Robot Holmes 1
Robot Holmes and the Vision-Language Murder Mysteries #1
This blog post is the first part of a short story that will introduce you to Vision-Language models and related tasks. We will follow the detective Robot Holmes through a night full of murder, betrayal and envy in the bustling city of MLington.
Intro
Our story begins on a typical MLington day - cold, gray, rainy. Luckily the sun was setting and taking its light of the misery of this city. Robot Holmes shook the raindrops off his worn out coat, took off his hat, sighed deeply and entered his office. It came as no surprise that he found the chief of police already waiting for him, it was just one of those days. Lousy weather, lousy mood, lousy work. He did not choose this life, it chose him, but it was still better than ending up in the gutter.
With a defiant look on his face, Holmes sat down in his chair and waited for the chief to state his business.
“It’s Old SAN, he has been found dead inside his devastated workshop.” Old SAN - one of the people over in Vision Language Village.

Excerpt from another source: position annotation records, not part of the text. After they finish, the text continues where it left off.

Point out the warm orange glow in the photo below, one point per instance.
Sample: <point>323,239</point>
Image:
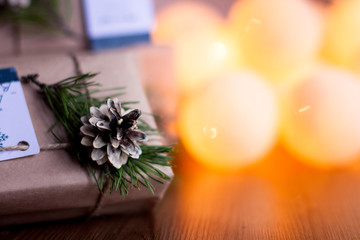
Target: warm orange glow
<point>342,39</point>
<point>231,123</point>
<point>184,18</point>
<point>321,118</point>
<point>279,38</point>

A reputable citizen - has been there for ages, basically started the whole part of town with some other guys. There were rumours of him being some sort of leader in the district’s community. Now he’s dead and he is not the first one in the Village recently. “There is something going on on the other side of the river Holmes”, the chief proclaimed. “Almost every other week an established citizen is murdered. We have a Murder Series on our hands and no clue. I want you to find out what’s going on over there.”

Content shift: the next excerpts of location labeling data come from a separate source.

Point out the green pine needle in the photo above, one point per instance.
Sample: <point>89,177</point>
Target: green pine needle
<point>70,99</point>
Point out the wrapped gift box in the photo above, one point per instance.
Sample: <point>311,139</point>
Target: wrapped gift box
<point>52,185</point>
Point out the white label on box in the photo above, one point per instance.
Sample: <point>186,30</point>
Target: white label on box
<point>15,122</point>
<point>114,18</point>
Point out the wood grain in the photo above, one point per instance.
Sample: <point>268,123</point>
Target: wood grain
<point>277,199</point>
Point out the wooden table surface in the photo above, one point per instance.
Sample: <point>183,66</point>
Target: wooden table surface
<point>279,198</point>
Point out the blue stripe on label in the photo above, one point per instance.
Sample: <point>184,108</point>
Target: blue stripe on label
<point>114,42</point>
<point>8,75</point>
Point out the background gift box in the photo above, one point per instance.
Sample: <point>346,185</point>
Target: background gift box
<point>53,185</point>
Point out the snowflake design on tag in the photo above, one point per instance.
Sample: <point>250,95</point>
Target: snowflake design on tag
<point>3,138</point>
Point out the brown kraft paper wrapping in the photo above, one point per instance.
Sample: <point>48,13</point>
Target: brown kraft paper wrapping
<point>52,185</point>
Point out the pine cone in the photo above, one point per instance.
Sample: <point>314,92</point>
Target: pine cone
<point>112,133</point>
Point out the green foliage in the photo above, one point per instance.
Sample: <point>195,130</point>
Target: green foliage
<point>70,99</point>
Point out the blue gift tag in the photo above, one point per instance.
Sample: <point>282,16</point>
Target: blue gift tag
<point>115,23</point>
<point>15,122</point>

Holmes sighed heavily, put on his hat and stepped out into the dark city streets of MLington.
MLington
You might have never heard of MLington. It is not a place in the human world, but its Machine Learning counterpart. Its inhabitants are for the biggest part Machine Learning models - old and new, fast and slow, flashy or humble. To gain a better understanding of this strange place, let us take a little tour through Holmes’ hometown:
City of Science
Right at the core of MLington - City of Science is the place where the human world intersects with the Machine Learning world. It is where the scientists live and where they tend to build cathedrals for the glorious Machine Learning concepts. Legend has it, that when a team of scientist loves their research very much, a new Machine Learning model is born. Now and then there might be an Ivory Tower popping up in these parts of town and falling to rubbles again soon after.
The City of Science is separating two very old parts of the city.
Visionsworth
To the east you can find Visionsworth, the place where Computer Vision has its home. From the old days of hand crafted filters all the way to the modern Vision Transformers. This part of town is well established and strong in its foundation.
Languageshire
To the west of the City of Science you can find Languageshire - as you might guess this is the area where Natural Language Processing is at home. From the oldest symbolic NLP days to today’s Large Language Models, this part of town has stood the test of time and has been setting the trends in MLington recently.

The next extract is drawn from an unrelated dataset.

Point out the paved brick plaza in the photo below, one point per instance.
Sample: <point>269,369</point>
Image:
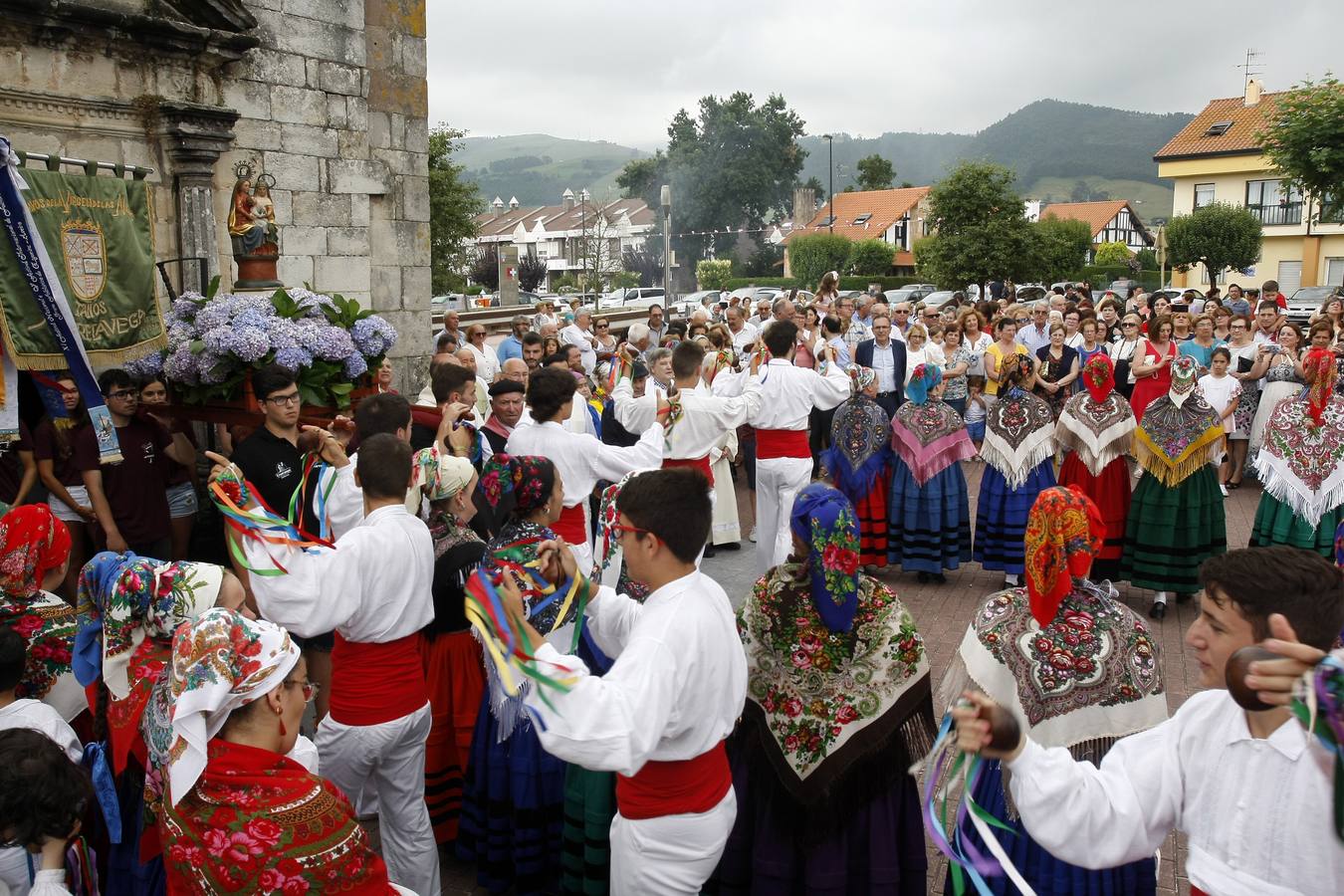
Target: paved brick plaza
<point>941,612</point>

Vision-Language Village (ViLaVi)
On the other side of the river we find a smaller settlement - Vision Language Village. Connected to both Languageshire and Visionsworth. This area has become a melting pot of ideas from Visionsworth and Languageshire. It has been growing at a tremendous speed in the last years and it seems like the influx of ever new citizens won’t stop that soon. This brings a lot of life to its streets but, unfortunately for Robot Holmes, also death.
Vision-Language Tasks
Before Holmes delves deeper into the societal networks of the Village, he wants to know what is going on in its streets and which kind of tasks are performed there. So he decides to gather intel on some of the most popular services offered in ViLaVi:
Image Captioning
The first shop Holmes entered had high windows which let a lot of light into a rather small room with an unusually high ceiling. Pictures of all sorts lined the walls - paintings, photographs, sketches, prints. Below every single one was a small white sheet with neatly written text on it.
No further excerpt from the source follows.